First, no one understood “fiscal space,” a term used by the IMF. Even Deputy Prime Minister Joan Burton, a Labour Party leader, called it “a new kind of ‘F’ word” and said voters hadn’t a clue what it meant. Asked to define it, Kenny said the Irish voters wouldn’t understand it, a statement that managed to insult everyone. The government subsequently knocked the figure down to $10 billion, and the opposition said it was more like $8 billion.

 

And while Fine Gael is taking credit for the economy, critics are pointing out that it wasn’t austerity, but a fall in world oil prices and a decline in the value of the euro that favors Ireland’s export industry, that got the economy going.

 

Finally Kenny muffed a question about whether Fine Gael might consider a coalition with Fianna Fail because the Labour Party was dropping in the polls and might not hold its 33 seats. This enraged Labour, and Kenny had to mend fences and pledge that Fine Gael would never go into a government with Fianna Fail.

 

In short, the government is looking inept, and it is taking fire for its shift from “we had no choice in applying the austerity” to “we take all the credit for the current situation.” Fintan O’Toole, the sharp-tongued columnist for the Irish Times and author of “Ship Of Fools,” chronicling the financial greed that led to the 2008 meltdown, wrote of the government, “If you had no power, you can claim no credit; if you did have power, you have to account for how unjustly you used it.”

 

Behind the cover of “It’s not our fault,” the government cut funds for caregivers, threw people off of National Health, cut support for the disabled, support for education, and did nothing about rising homelessness.
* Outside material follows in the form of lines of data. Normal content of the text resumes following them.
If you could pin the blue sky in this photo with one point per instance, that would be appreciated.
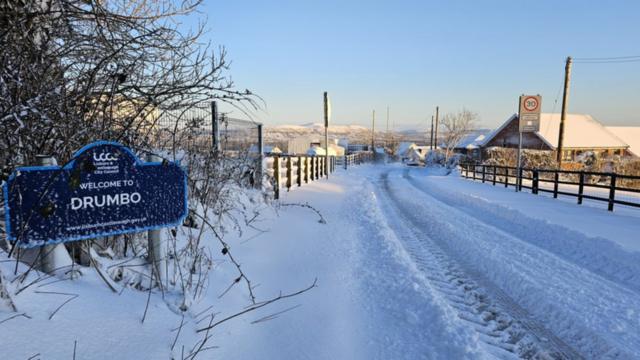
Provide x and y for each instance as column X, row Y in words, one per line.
column 414, row 55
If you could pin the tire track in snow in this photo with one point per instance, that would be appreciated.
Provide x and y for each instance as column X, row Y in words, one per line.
column 593, row 314
column 500, row 321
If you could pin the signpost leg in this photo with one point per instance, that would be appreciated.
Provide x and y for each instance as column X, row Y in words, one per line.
column 47, row 258
column 519, row 170
column 157, row 247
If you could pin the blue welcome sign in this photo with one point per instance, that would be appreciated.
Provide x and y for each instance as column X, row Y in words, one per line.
column 104, row 190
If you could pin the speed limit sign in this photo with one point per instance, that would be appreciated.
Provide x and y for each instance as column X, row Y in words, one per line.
column 529, row 115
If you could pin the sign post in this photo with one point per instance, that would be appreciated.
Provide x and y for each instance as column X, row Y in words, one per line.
column 327, row 116
column 104, row 190
column 528, row 121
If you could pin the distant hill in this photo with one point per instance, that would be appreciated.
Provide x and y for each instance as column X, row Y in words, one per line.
column 280, row 134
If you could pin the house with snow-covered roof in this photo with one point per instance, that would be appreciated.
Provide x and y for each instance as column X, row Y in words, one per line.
column 472, row 143
column 582, row 133
column 630, row 135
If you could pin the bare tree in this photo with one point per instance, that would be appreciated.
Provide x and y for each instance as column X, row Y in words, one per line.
column 456, row 126
column 72, row 71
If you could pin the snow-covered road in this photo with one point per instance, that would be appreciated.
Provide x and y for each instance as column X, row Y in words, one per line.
column 559, row 306
column 410, row 264
column 415, row 264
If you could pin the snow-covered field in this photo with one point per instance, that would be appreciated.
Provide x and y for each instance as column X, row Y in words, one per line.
column 410, row 263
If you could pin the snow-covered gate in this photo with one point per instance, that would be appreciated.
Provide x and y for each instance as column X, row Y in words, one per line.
column 287, row 171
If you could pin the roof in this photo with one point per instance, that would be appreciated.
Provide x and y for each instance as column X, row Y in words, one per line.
column 473, row 139
column 628, row 134
column 580, row 131
column 403, row 147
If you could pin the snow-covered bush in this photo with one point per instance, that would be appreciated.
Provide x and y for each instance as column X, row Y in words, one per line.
column 537, row 159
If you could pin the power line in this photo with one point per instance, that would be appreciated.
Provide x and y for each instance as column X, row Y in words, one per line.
column 610, row 58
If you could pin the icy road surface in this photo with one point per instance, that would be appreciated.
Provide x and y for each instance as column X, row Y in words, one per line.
column 413, row 264
column 410, row 264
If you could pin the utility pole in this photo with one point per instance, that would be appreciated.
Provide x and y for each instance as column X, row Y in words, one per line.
column 327, row 115
column 386, row 141
column 435, row 134
column 431, row 141
column 373, row 131
column 565, row 104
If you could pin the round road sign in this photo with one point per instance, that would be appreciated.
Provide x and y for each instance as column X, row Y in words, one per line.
column 531, row 103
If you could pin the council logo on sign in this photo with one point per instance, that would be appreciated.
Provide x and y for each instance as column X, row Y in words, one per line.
column 105, row 190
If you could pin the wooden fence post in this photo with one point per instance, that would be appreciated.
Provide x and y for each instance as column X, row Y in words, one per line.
column 299, row 172
column 519, row 179
column 315, row 168
column 276, row 176
column 289, row 172
column 580, row 187
column 312, row 168
column 494, row 175
column 506, row 176
column 612, row 191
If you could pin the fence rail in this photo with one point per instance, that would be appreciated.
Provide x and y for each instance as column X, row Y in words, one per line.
column 287, row 171
column 610, row 188
column 356, row 158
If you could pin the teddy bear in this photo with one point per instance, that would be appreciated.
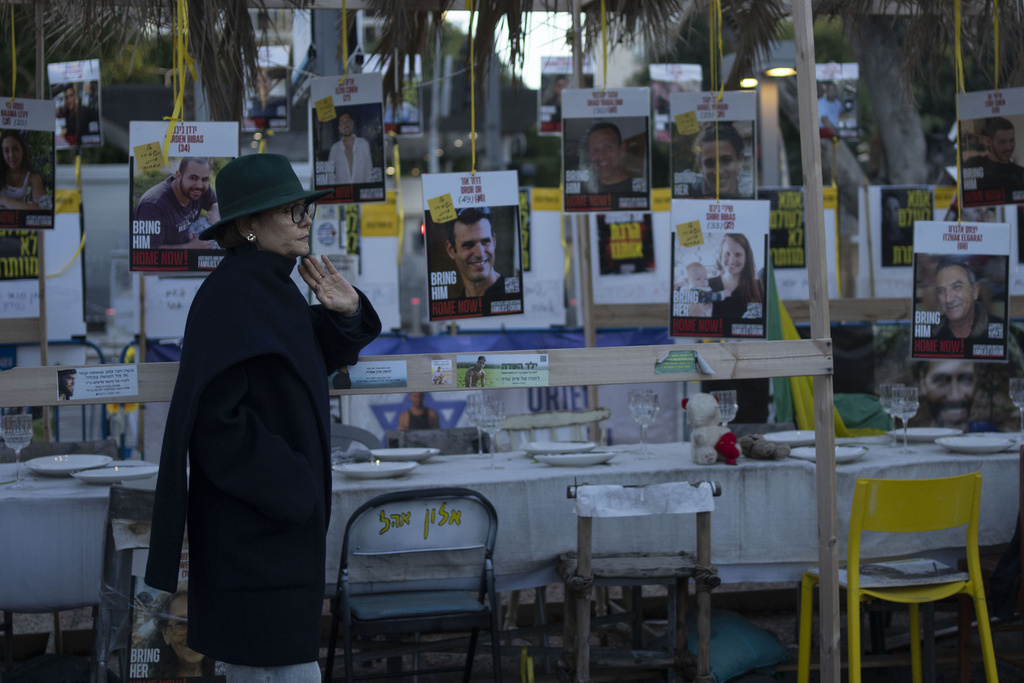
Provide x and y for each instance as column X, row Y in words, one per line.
column 758, row 447
column 709, row 439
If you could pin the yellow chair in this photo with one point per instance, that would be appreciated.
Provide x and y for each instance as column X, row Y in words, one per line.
column 904, row 506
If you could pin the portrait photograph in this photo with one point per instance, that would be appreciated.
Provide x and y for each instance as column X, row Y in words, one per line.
column 348, row 138
column 75, row 90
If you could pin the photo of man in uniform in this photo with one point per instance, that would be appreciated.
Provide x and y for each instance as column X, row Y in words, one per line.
column 957, row 292
column 350, row 155
column 177, row 204
column 995, row 169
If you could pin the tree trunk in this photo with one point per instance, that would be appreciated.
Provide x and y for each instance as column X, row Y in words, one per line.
column 877, row 44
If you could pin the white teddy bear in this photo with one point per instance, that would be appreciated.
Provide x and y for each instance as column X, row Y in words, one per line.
column 708, row 437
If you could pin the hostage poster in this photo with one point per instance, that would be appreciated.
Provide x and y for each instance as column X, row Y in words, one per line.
column 474, row 257
column 961, row 295
column 173, row 200
column 719, row 256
As O’Toole points out, the improvements in the economy were because of oil prices, low interest rates and the falling euro, all “entirely outside the control of the Irish government.”

 

In any case, the country is still deeply in debt and, while the jobless rate is no longer 15 percent, it is still just below 10 percent.

 

The Dail is a motley affair, with a host of small parties and a bloc of independents. Currently Fine Gael has 66 seats and Labour 33. The center-right Fianna Fail (that inched up slightly in recent polls) has 21, and the leftist Sinn Fein has 14. The latter dropped three points in the poll from 20 percent to 17 percent. Other left parties include the Social Democrats, the Anti-Austerity Party, and there is a mix of mainly leftists in the independent bloc. The centrist Greens are showing some growth, as is the small rightist Renva Party.

 

Right now various stripes of the left hold 41 seats, a figure that is likely to go up in the coming elections. To control the Dail requires 80 seats, but if the independents do well, Sinn Fein holds its own, and Labour jumps ship, an anti-austerity coalition is possible.

 

In the end it may be a hung parliament, with no bloc of parties able to cobble together an effective government. Kenny may double cross Labour and join with Fianna Fail. But whoever takes over, the policies of austerity have been deeply discredited during this election and anyone who tries to “stay the course” is in for stormy weather.